A este mérito raro, junta-se uma sólida erudição espírita, teológica e jurídica que o tornará um dia, como outros que já deixaram a terra, superior padrão de espírita. Hoje, chamam-no alguns de excêntrico.
           
Quando há bonança e calmaria, quando a doutrina singra sem perigos, o filósofo excêntrico se recolhe à sua ladeira. Só não se esquecem dele os numes (divindades) e penates (deuses do lar para os romanos e etruscos).  Quando os vagalhões encapelados partem o seio úmido na quina da barca, ameaçando a tripulação; quando a propaganda tangencia os códigos humanos e atira ao banquinho dos réus um companheiro, então para logo ele é lembrado. E a casinha da ladeira permanece de vela acesa até a madrugada. Os gênios protetores ali descem em maior número, e o monge espírita começa a produzir a defesa que, a um tempo, salvará o companheiro e a Causa.

Estilo sóbrio, correção linguística, argumentação irretorquível tecem a obra modelar, graças a qual a Doutrina tem vencido os obstáculos das leis restritivas de sua divulgação.

Uma, duas, três... quantas vitórias já logrou a Federação na esfera jurídica? Não vale recordar. Mas todas, humanamente falando, são do velhinho bom, desse, filósofo sadio, do fidelíssimo e venerável servo do Senhor, que habita, só, a casinha do Ascurra. A liberdade de trabalho que logramos devemo-la em magna parte ao instrumento que soube defender os nossos problemáticos direitos, arrancando da consciência dos juízes o amparo que não poderia tirar das leis mal feitas e transitórias.

E os que o procuramos nas situações críticas lhe teremos sido sempre suficientemente gratos? Teremos dado à sua obra o apreço que merece? A humanidade é geralmente ingrata.

Ainda há poucos dias, conseguida, para todos nós espíritas, no Supremo Tribunal, a bela vitória que nos impeliu a escrever comovidos estes períodos, o velhinho subiu, só, como sempre, a ladeira onde reside. Ninguém o acompanhou ao descampado pouso. Galgou-o ele sozinho, esquecido a seu turno da ingratidão dos homens por levar a alma transportada de reconhecimento ao seu Senhor.

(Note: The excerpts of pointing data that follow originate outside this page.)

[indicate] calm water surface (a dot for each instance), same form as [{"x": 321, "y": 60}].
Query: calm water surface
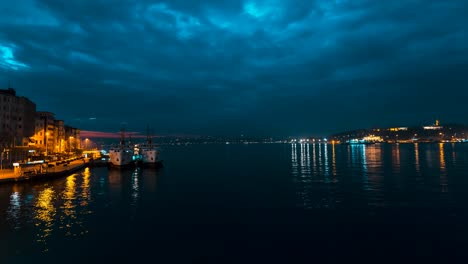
[{"x": 242, "y": 203}]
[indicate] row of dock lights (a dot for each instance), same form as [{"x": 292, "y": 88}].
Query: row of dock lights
[{"x": 304, "y": 141}]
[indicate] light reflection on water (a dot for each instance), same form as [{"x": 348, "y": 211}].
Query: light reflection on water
[
  {"x": 62, "y": 207},
  {"x": 45, "y": 212},
  {"x": 376, "y": 175}
]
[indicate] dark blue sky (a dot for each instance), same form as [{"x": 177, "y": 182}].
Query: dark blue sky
[{"x": 230, "y": 67}]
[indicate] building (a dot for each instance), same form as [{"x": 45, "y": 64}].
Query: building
[
  {"x": 59, "y": 132},
  {"x": 16, "y": 119},
  {"x": 44, "y": 136},
  {"x": 72, "y": 136}
]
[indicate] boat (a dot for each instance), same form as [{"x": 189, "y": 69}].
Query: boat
[
  {"x": 149, "y": 153},
  {"x": 121, "y": 155}
]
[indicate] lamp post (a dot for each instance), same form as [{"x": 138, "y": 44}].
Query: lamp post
[{"x": 70, "y": 139}]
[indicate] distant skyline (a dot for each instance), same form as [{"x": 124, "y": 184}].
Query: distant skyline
[{"x": 265, "y": 67}]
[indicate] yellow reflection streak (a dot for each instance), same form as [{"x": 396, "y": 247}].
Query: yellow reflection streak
[
  {"x": 85, "y": 192},
  {"x": 416, "y": 155},
  {"x": 69, "y": 196},
  {"x": 443, "y": 176},
  {"x": 442, "y": 157},
  {"x": 333, "y": 160},
  {"x": 45, "y": 214}
]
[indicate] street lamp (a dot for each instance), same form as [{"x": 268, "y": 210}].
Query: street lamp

Na verdade, que importam ao solitário filósofo as manifestações dos homens,
se sempre por Jesus é que trabalha? Que importa ao bom varão não seja o seu trabalho em voz alta abençoado pelos que dele beneficiam, se o salário que espera não é deste mundo? Uma única recompensa ele aguarda, antegozando-a nas alegrias de uma consciência límpida! Essa te-la-á certamente no dia em que o céu, engalanado para o receber, disser pela boca dos nossos maiores: “Amado companheiro, cumpriste bem o teu dever; foste um exemplo!”